Monday, June 29, 2009

Image Payments- Commoditization Redux?

The payments industry has seen the uncanny repetition of a pattern. It starts with innovation driven by software companies, followed by ambitious "hockey stick" adoption predictions, fits and starts a la Geoffrey Moore's "chasm" model, an initial trickle followed by a torrent towards outsourced processing and a brutal race to scale and commoditization.

Not all that long ago, there were around thirty U.S. providers of in-house credit card processing software, addressing both the issuing and acquiring ends of the spectrum. Today, there are none that I can think of. A few providers remain, serving niche international markets which are yet to be served by giant multi-national transaction processors. The card processing market is otherwise dominated by transaction processors(or should we call them Software as a Service(SaaS) providers in keeping with contemporary monikers?).

The early years of both credit and debit card payments were characterized by battles for recognition by relatively unknown players, using innovation as a weapon of differentiation.

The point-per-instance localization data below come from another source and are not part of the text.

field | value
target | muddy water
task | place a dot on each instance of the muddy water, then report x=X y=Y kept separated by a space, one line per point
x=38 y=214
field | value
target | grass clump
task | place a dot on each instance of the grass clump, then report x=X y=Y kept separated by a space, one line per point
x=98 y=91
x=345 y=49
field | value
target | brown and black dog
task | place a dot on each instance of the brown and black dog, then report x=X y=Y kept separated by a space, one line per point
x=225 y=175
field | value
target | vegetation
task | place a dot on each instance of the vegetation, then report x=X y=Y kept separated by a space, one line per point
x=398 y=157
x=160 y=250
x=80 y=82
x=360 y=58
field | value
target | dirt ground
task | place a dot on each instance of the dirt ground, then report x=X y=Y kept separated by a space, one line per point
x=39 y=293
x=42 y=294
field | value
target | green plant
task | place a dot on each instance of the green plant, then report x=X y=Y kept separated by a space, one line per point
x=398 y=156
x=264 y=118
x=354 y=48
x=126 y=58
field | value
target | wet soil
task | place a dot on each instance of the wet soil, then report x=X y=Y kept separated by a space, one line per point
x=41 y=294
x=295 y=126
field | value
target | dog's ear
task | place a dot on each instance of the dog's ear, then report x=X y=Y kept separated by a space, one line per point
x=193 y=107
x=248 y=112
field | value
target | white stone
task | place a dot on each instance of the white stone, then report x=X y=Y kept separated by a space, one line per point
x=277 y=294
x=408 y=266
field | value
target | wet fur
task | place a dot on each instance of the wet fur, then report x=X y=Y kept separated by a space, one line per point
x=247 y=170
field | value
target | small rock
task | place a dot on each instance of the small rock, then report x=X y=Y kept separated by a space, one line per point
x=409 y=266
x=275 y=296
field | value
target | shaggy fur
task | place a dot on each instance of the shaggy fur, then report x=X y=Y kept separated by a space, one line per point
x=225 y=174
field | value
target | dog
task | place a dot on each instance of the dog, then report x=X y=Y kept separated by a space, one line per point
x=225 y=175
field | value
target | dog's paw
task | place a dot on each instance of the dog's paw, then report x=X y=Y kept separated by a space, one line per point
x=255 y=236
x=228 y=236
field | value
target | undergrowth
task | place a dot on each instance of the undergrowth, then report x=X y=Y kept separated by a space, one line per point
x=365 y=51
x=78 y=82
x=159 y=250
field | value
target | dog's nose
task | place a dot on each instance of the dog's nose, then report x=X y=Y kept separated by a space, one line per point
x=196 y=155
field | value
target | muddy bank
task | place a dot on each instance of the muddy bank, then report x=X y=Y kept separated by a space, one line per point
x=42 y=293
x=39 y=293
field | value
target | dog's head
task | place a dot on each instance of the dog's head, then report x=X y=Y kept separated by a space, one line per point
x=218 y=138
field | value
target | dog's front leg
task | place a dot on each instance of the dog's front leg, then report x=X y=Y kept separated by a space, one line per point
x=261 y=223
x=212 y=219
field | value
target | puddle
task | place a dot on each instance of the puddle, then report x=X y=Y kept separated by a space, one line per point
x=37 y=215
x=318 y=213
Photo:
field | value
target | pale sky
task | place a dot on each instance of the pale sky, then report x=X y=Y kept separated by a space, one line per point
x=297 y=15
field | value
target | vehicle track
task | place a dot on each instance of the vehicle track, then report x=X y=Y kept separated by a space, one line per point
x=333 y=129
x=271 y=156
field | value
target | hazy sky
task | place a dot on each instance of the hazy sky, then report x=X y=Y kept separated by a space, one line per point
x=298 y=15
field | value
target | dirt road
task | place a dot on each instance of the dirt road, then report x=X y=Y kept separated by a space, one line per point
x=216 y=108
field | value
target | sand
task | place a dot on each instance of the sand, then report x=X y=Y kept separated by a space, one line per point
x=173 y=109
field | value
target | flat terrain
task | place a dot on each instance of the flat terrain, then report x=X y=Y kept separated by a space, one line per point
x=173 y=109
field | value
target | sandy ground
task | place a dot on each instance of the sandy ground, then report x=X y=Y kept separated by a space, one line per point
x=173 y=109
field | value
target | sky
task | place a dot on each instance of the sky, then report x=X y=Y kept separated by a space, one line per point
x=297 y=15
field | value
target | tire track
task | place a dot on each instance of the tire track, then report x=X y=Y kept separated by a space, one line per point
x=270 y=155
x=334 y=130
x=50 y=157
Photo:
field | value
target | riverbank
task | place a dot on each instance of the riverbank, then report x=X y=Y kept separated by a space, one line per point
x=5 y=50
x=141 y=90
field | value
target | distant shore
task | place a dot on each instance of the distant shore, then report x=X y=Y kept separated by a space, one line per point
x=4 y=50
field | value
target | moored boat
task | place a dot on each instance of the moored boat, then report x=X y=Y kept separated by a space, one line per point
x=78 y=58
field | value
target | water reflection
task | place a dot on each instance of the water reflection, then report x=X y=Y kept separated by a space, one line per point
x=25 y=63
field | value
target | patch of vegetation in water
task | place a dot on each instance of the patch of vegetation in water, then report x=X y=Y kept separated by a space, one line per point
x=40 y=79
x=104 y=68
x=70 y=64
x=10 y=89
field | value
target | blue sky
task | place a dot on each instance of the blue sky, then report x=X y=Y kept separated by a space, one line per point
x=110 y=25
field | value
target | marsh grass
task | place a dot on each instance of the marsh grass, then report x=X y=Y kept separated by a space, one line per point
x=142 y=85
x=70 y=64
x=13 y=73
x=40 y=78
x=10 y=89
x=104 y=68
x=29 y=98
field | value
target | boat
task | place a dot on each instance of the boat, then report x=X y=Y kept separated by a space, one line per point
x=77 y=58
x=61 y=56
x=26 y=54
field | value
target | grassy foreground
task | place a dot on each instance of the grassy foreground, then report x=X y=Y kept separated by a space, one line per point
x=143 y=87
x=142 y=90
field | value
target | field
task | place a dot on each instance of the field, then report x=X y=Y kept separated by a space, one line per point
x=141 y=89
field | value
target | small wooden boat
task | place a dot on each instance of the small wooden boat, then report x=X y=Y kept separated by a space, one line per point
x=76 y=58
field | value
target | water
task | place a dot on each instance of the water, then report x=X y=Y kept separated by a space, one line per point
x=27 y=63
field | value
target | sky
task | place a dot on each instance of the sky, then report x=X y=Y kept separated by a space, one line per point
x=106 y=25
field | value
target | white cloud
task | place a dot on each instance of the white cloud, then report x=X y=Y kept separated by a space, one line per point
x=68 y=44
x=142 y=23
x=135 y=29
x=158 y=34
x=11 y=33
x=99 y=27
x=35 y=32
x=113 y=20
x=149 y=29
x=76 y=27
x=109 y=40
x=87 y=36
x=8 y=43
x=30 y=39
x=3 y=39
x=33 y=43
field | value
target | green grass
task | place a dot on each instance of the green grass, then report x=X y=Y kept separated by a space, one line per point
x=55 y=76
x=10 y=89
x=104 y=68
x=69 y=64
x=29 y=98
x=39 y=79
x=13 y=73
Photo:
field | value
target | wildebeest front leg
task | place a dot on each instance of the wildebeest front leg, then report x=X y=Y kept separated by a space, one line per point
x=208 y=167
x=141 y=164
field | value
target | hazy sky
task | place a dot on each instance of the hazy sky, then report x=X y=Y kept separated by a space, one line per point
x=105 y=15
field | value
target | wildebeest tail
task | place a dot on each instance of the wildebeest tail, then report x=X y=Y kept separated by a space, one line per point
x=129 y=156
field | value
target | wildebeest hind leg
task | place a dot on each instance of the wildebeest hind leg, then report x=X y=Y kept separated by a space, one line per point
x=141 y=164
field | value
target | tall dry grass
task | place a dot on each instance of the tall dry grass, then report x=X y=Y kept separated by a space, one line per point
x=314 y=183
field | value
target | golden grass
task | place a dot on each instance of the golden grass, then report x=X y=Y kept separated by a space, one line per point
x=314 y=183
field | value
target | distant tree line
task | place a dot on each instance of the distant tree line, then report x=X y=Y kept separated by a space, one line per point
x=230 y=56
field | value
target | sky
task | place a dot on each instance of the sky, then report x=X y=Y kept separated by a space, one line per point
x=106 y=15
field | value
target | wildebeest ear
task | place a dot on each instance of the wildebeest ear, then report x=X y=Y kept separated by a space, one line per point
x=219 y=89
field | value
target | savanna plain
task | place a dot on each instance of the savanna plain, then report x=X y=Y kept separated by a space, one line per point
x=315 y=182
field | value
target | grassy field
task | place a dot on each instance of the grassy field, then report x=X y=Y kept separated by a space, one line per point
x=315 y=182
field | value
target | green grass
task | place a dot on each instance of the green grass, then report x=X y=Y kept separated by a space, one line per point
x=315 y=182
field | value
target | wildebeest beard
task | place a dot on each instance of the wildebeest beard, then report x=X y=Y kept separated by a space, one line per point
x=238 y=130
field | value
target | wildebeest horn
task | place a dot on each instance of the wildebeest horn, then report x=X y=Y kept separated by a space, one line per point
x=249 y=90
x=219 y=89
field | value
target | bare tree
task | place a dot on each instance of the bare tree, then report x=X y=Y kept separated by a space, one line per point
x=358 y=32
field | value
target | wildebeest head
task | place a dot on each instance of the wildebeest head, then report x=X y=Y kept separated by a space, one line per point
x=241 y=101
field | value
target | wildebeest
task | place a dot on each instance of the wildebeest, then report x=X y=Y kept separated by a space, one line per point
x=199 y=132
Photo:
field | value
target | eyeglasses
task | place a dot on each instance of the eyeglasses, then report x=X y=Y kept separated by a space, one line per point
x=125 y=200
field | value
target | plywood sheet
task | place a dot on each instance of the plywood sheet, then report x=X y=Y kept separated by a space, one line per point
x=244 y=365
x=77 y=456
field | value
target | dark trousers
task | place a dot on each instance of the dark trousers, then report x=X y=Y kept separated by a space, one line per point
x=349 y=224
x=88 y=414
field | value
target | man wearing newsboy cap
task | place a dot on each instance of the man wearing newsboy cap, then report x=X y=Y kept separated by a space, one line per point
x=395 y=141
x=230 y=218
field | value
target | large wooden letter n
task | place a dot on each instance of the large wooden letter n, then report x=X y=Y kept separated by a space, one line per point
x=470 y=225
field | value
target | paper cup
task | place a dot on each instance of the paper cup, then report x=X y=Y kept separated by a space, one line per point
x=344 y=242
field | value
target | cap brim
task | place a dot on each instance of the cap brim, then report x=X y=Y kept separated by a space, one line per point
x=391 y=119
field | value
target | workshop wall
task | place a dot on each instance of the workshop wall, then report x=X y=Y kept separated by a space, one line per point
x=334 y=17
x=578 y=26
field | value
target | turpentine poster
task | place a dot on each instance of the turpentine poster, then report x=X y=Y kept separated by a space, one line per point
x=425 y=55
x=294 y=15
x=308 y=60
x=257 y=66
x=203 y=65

The now distant introductions of electronic draft capture (EDC) and even the automated teller machine (ATM) were ground breaking and transformational. With the move to outsourced processing, however, the overarching imperative shifted from innovation to operational efficiency. Efficiency allowed scale, which in turn drove ever lower costs, resulting in tremendous operating leverage.

A few factors accompanied the shift to outsourced processing. There was massive consolidation in the rush to scale- independent software vendors were elbowed out in the melee. Banks exited the business, and allowed third parties to soon dominate the landscape, despite dire warnings from some that disintermediation could result in banks surrendering access to strategically important customer franchises. The rules of governance and the interchange system created by Mastercard and Visa provided the ideal platform for global acceleration. The availability of inexpensive telecommunications bandwidth and distributed terminal technologies has given us a world in which a card issued in Minneapolis can be swiped in Manila, and then processed by a switch in Melbourne, Australia.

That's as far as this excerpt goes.